Let’s correlate this to a computer science concept. How do a store and access a list of names, say a contacts application? Well from a simple standpoint we could hard code each contact in:

...
joseph_email = "joseph@unconfusing.com"
joseph_phone = "334-826-1288"
heath_email = "heath@unconfusing.com"
...

But we’ll quickly notice that this simple concept for storing names is going to become unwieldy very quickly. Each time you create a contact, you’ll have to manually add a group of variables for each user. Not only that, you’ll also have to keep up with what all these variables are named. To give an example, imagine packing up your house to move, and putting every. single. item. into a different box. That’s what this illustrates.

This is where the concept of arrays and objects come in. These can be thought of exactly as boxes. Practically, you want to put things in boxes that have similar places. Put all the plates from the kitchen in this box, all the clothes in this one, etc. Then you know exactly what’s in where when you unpack it all right? Let’s take this concept back to our idea of an array. (in this case we will be using an associative array, in some languages this would be considered an object).

...
joseph = ['email' => 'joseph@unconfusing.com', 'phone' => '334-826-1288']
erich = ['email' => 'erich@unconfusing.com', 'phone' => '334-826-1288']
...

So now we have a box for each person, we know for joseph there’s going to be a box with an email inside and a phone number. But we can do better than this.

Let’s scale back from our box example for a moment, think about moving a huge corporation, it’s going to take a lot more than just the one truck it did for your house isn’t it? So now we have hundreds and thousands of boxes stored in trucks. From a practicality standpoint, we’re now not looking at boxes as individuals, but trucks. We can arrange our data into ‘trucks’ as well:

[
   0 => [
     'name' => 'heath',
     'email' => 'heath@unconfusing.com',
     'phone' => '334-826-1288'
   ],
   1 => [
     'name' => 'erich',
     'email' => 'erich@unconfusing.com',
     'phone' => '334-826=1288'
   ],
   ...
]

Going through the code above, we can imagine the first set of braces to be the truck. We’re now using the traditional idea of an array, it’s numbered from 0 to the number of elements in the array. Meaning that each box has a number (originally they had numbers anyways, but we just called them by name). So now we know that the truck we are looking at has 2 boxes in it, and each box has a name, email and phone in it.

Hold up though – here’s a question. Would it be easier to find the box named erich in a truck if we had to look in every box to find the name? Or would it be easier if we wrote the name on the outside? Okay, but what if two boxes need to have the same name? Do we call one box office_supplies_1 and the other office_supplies_2? That starts to make things confusing doesn’t it.

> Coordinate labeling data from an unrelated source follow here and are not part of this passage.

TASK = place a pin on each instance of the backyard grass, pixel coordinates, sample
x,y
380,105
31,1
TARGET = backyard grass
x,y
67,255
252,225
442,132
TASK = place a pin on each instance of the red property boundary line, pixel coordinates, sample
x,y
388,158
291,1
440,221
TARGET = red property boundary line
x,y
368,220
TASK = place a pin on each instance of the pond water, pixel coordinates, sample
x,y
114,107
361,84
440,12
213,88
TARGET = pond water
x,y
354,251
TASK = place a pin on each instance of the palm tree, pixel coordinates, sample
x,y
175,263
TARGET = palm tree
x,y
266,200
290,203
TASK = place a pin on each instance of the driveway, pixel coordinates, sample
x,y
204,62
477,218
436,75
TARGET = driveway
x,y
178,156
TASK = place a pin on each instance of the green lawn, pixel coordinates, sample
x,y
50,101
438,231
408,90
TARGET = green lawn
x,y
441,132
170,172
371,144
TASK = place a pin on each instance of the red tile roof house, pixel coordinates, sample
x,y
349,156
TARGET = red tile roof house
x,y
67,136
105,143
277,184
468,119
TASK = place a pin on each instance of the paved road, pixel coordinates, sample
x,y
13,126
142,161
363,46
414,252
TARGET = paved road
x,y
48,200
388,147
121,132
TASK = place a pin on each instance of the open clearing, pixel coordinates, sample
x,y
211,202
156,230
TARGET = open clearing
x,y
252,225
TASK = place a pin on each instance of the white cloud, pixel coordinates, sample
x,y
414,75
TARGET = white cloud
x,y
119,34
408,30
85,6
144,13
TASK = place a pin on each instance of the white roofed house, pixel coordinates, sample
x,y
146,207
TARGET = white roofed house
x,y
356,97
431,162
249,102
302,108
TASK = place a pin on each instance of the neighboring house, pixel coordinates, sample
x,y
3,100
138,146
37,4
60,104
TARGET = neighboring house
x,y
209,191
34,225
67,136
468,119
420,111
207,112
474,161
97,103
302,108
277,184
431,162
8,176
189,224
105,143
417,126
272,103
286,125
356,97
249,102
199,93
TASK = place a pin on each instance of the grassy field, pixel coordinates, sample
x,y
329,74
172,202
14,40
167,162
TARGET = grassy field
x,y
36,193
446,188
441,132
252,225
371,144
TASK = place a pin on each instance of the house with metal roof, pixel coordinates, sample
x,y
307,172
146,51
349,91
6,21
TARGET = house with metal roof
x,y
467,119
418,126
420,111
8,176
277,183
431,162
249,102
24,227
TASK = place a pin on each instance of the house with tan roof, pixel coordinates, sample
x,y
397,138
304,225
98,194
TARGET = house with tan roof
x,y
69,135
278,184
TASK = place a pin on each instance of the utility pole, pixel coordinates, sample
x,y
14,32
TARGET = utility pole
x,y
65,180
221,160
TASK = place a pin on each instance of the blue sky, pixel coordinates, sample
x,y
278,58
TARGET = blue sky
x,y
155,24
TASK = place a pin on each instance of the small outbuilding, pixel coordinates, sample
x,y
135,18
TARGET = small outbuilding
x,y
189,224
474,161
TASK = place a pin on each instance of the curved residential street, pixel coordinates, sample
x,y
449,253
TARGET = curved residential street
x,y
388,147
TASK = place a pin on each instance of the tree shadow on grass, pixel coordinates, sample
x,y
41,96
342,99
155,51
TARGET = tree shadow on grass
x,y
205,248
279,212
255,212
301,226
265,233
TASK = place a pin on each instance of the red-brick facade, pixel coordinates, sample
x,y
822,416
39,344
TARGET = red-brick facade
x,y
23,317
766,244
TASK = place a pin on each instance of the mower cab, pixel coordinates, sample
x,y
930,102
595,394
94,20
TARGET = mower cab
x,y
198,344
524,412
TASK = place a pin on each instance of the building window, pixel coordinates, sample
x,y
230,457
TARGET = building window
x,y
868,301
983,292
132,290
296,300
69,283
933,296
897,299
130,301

Well this is where it starts to get fun.

If we’re moving just a house, we’re not going to have many boxes, so it might make more sense for us to put the name of everything on the outside of the box, that we always know exactly where it’s supposed to go. The extra time to write out a name on the box will make it more convenient to find them later.

But if we’re moving a corporation, like our last example. We can just group boxes in trucks, all the office supplies go in these trucks, furniture in those trucks, etc. It doesn’t make sense to name the boxes, because there’s just so much of it. Names would either be non-descriptive, too specific, or repetitive. So why not just count the boxes and figure out how to set everything back up on the other side?